Ik draai me abrupt om en loop in de tegenovergestelde richting, in de hoop dat hij me niet ziet. Mijn hart klopt in mijn keel; ik voel een zekere onrust die ik niet goed kan plaatsen. Maar dan, plotseling, voel ik een vinger op mijn schouder tikken. Geschrokken maak ik een klein sprongetje, bijna alsof ik betrapt ben.
"Hey, alles goed?" hoor ik een warme, mannelijke stem zeggen. Hij is zo bekend, maar toch kan ik hem niet direct plaatsen. Ik draai me om, en daar staat hij—Scott, met een lichte glimlach op zijn gezicht.
In plaats van een simpele begroeting flapt het antwoord op zijn vraag van gisteren er meteen uit: "Ik maak ook muziek. Er zijn zo weinig mensen die dat nog doen. Toen je er in de klas over sprak, voelde ik iets... een connectie, omdat muziek mensen verbindt, zelfs als ze elkaar niet echt kennen."
Hij kijkt me aan, zijn blik lijkt in mijn ogen te boren. Er gaat een paar seconden voorbij waarin hij niets zegt, alleen nadenkt. Waar heeft ze het in hemelsnaam over? lijkt hij te denken. En dan, ineens, breekt er een lach door op zijn gezicht, een geluid dat onverwacht en verfrissend klinkt.
"Hey, Alice," zegt hij, zijn stem zachter en oprechter. "Ik ben het zat om te doen alsof ik zonder emoties leef. Zullen we opnieuw beginnen?"
Zijn woorden verrassen me, maar tegelijkertijd voelen ze als een opluchting. "Klinkt goed," antwoord ik, terwijl mijn gedachten in een razendsnel tempo doorgaan. In mijn hoofd ben ik totaal aan het flippen, niet volledig in staat te bevatten wat er net is gebeurd.
Net op dat moment rijdt de trein het station binnen. We stappen samen in, en ineens voel ik een goede vibe, een soort onverwachte klik tussen ons. We praten, luchtig en toch betekenisvol, alsof we dit al jaren doen. De woorden rollen vanzelf, en voor ik het weet, hoor ik mezelf zeggen: "Ik zou je graag eens horen spelen."
Hij lacht, een oprechte, warme lach. "Dat kan zeker.

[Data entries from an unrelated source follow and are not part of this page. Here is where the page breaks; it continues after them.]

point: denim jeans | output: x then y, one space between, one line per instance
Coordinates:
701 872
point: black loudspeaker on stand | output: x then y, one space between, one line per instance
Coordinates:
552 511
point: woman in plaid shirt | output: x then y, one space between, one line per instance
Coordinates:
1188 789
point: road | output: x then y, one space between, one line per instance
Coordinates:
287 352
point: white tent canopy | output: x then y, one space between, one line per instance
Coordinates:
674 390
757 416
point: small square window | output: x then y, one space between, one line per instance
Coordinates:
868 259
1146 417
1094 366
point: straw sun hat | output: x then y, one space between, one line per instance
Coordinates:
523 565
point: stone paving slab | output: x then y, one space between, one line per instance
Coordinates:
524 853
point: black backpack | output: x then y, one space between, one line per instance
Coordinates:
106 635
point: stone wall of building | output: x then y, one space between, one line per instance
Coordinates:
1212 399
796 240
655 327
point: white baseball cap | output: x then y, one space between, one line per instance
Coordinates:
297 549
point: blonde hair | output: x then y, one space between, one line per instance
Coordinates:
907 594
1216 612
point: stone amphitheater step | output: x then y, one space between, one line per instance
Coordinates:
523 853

Zeg maar wanneer je langs wilt komen." Er ligt een belofte in zijn stem, iets dat ik niet helemaal kan plaatsen, maar dat me tegelijkertijd nieuwsgierig maakt.
Om de spanning erin te houden, zeg ik dat ik hem zal verrassen met mijn bezoek. Voor het eerst in lange tijd voel ik me op mijn gemak, alsof ik eindelijk iemand gevonden heb met wie ik iets belangrijks deel. Een treinmaatje, met interessante interesses die toevallig samenvallen met de mijne.
Vanaf dat moment reizen we elke dag samen. Er ontstaat een routine, een ritme waarin we elkaar leren kennen, met elke dag een nieuw gesprek en een nieuwe ontdekking. Maar er blijft altijd iets in de lucht hangen, iets onuitgesprokens, tot de dag dat ik besluit hem op te zoeken om hem te horen spelen...
JE LEEST
Wanneer liefde vergeet.
ChickLitWanneer muziek Alice en Scott verbind, begint hun verhaal. Ze worden beste vrienden en besluiten om samen straatmuziek te maken. Tot Scott betrokken raakt in een verkeesongeval en zijn geheugen verliest en niet meer weet wie Alice is. Zal hij ooit n...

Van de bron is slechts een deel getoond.